Paumes ouvertes sur les cuisses, bouche fermée, langue au palais, dos droit, respirations conscientes, par le nez, effacement des pensées parasites.
Il expliqua le protocole, le travail visuel, l’élaboration de la boule d’énergie, sa couleur, sa densité, ses mouvements, l’accompagnement à travers le corps, le passage des chakras, les membres, les organes et le cœur en chef d’orchestre.
Finir par un hommage.
« Tu es en moi et je te remercie. »
Elle répéta après lui.
Méditation silencieuse pour achever la séance.
Sans pouvoir se l’expliquer, elle percevait la boule d’énergie au niveau du sacrum, une vibration infime, comme des fourmis microscopiques, des particules agitées. Sat avait dit pourtant que l’énergie se diluerait dans tout le corps et ne resterait pas concentrée sur une zone. Elle recommencerait. Une autre fois.
Elle ne voulut pas y penser davantage.
...
Ils s’étaient allongés. Sat avait étendu un drap sur eux.

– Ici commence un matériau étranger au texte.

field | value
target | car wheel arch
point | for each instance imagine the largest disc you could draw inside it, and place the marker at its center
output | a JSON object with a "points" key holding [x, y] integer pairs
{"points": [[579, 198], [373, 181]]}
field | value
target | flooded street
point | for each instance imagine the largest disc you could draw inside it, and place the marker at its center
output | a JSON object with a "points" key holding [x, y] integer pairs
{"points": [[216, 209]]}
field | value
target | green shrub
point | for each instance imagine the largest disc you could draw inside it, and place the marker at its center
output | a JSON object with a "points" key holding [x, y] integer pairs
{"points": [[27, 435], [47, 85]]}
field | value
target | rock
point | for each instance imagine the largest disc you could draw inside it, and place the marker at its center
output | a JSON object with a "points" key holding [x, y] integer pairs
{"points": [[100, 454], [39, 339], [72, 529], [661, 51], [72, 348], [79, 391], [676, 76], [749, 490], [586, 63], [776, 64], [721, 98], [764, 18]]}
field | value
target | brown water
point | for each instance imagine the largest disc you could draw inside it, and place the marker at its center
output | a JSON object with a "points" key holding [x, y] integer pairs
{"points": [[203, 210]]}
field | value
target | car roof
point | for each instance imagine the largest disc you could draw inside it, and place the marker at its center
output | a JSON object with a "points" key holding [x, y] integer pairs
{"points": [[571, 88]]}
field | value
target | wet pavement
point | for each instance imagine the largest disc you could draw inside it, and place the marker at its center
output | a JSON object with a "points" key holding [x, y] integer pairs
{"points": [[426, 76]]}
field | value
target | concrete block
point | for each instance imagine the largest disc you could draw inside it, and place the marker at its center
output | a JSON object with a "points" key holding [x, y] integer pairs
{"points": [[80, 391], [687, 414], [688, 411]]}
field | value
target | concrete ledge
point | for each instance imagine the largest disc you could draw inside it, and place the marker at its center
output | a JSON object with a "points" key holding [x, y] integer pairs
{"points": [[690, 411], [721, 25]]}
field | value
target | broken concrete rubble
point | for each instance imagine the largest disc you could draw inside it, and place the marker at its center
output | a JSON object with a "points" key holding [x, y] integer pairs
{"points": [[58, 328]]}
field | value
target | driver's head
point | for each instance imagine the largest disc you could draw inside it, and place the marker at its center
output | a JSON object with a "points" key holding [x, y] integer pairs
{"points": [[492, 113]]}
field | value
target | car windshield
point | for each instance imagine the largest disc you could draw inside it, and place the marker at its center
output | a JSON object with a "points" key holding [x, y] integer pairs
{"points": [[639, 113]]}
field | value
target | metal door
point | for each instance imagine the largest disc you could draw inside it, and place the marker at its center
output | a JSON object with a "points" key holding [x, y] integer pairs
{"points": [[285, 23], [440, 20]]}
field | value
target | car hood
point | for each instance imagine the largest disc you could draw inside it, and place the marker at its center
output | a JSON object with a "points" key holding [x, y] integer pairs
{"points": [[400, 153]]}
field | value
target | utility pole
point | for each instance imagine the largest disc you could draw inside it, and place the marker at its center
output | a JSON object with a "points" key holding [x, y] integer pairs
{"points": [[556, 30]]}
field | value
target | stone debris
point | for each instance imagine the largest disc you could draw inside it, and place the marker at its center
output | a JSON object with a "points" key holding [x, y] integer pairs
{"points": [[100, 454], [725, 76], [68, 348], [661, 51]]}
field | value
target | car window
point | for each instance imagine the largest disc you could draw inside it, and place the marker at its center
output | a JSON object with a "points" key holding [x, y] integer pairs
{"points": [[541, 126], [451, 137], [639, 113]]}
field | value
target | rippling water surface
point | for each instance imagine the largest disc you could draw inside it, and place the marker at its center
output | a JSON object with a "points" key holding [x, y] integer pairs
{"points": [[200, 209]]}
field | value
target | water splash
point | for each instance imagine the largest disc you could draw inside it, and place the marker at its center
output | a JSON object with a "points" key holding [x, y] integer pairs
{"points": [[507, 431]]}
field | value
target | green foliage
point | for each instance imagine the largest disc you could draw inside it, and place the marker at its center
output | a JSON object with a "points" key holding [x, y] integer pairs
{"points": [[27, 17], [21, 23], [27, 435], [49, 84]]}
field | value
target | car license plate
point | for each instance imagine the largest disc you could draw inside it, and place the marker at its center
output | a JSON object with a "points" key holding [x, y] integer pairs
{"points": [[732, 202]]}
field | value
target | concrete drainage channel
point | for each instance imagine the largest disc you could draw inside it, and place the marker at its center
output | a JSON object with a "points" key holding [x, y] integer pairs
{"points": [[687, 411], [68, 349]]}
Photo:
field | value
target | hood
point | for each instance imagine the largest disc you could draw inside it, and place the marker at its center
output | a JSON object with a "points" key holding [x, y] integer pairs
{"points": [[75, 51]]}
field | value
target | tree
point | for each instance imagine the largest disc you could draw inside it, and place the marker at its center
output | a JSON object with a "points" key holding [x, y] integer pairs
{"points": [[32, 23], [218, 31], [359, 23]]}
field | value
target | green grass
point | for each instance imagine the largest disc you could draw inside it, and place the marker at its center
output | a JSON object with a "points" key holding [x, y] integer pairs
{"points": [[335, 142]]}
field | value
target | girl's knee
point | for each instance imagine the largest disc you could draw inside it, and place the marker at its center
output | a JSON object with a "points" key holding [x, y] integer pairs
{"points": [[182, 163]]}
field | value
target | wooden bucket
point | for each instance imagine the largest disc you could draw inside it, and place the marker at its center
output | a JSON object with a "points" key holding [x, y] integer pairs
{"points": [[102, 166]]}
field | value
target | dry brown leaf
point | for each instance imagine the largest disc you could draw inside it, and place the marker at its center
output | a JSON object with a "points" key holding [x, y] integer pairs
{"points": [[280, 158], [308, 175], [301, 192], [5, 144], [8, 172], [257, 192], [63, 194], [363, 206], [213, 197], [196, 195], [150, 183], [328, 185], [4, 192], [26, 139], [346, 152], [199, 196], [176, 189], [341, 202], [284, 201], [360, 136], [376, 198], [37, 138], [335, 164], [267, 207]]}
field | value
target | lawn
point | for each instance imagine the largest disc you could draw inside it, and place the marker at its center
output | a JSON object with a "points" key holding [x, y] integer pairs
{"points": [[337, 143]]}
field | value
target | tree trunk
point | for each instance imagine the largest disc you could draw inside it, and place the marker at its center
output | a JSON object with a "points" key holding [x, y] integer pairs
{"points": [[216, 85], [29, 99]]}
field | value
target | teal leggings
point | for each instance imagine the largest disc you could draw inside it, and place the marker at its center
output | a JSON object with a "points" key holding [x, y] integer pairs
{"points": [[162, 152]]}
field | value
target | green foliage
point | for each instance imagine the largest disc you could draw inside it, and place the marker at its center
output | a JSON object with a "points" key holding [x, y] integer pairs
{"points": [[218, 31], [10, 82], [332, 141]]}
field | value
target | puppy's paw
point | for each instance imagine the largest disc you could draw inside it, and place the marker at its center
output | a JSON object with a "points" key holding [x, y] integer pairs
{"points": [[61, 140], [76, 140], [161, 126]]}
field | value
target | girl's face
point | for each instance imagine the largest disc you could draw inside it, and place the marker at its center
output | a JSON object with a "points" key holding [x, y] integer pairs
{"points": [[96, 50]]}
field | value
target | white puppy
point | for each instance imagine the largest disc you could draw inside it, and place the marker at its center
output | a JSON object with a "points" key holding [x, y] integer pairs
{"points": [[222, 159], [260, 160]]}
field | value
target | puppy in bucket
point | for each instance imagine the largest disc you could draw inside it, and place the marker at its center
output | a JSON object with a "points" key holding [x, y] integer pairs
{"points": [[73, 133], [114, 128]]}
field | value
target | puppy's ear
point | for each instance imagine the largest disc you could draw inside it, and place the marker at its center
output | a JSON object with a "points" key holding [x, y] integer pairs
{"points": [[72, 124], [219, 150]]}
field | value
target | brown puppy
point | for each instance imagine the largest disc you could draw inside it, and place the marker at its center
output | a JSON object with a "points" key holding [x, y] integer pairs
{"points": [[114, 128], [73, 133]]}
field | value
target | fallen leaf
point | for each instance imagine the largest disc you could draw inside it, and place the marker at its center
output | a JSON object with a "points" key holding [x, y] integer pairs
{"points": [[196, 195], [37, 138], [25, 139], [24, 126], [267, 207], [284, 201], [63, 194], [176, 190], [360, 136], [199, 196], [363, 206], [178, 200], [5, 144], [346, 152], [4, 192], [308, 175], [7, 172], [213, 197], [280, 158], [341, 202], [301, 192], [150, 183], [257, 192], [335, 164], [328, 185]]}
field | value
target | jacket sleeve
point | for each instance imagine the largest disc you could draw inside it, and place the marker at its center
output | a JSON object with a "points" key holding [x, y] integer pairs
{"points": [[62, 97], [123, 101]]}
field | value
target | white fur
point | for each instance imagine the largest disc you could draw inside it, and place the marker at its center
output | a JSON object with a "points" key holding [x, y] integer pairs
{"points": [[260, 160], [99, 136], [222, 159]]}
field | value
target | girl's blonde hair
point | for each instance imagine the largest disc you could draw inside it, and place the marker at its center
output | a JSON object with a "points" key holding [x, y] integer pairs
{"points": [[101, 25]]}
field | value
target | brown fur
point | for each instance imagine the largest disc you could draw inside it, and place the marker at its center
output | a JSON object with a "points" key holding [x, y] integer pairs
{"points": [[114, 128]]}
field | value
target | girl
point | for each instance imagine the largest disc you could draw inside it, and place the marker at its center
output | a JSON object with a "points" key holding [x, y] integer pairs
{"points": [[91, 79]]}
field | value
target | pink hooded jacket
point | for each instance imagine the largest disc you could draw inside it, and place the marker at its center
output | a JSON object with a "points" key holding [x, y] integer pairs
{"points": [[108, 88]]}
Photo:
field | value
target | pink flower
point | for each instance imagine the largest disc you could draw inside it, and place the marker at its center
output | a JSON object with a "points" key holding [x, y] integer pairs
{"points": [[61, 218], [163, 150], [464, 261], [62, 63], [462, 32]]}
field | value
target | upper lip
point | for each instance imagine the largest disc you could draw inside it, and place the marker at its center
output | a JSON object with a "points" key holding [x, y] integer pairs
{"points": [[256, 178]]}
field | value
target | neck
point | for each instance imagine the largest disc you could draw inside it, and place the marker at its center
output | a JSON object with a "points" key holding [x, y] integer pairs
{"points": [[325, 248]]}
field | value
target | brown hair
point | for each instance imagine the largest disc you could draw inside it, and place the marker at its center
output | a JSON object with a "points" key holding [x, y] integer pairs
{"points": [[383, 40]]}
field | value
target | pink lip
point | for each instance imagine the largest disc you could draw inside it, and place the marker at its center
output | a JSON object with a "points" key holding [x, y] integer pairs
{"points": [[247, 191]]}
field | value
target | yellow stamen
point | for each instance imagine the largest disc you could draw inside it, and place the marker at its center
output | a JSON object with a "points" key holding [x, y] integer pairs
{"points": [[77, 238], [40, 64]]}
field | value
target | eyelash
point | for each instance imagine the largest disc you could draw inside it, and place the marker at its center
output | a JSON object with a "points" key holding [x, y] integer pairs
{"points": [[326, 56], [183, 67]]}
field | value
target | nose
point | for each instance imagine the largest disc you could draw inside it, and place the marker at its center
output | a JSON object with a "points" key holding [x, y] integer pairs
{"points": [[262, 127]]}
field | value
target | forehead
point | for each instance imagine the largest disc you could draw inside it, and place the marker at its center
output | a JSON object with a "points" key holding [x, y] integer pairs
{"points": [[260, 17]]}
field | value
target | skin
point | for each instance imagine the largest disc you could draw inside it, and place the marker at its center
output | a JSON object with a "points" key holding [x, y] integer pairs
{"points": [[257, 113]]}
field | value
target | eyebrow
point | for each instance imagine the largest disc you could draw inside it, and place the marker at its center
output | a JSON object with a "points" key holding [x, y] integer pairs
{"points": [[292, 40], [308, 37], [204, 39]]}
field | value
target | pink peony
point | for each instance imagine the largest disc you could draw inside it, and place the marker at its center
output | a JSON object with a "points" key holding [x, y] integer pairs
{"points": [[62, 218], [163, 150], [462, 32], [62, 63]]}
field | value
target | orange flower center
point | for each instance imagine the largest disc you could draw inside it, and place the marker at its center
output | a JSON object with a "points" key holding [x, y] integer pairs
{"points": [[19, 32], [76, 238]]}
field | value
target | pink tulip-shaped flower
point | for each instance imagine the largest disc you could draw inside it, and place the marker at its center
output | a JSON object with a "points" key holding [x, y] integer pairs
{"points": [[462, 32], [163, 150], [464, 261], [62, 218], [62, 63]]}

Elle s’était blottie contre lui. Elle avait fermé les yeux. Ce bonheur du câlin, ce sentiment de bien-être, juste le contact, peau contre peau, immobile, la présence, les regards, des voix murmurées, des mots tendres…Tout ce qui lui avait manqué. Cette douleur en elle. Comme si d’en avoir découvert son opposé, cette partie sombre de sa vie éclatait au grand jour. Non pas uniquement dans sa dimension psychologique mais bien aussi celle du corps, celle du cœur, celle de l’âme épanouie.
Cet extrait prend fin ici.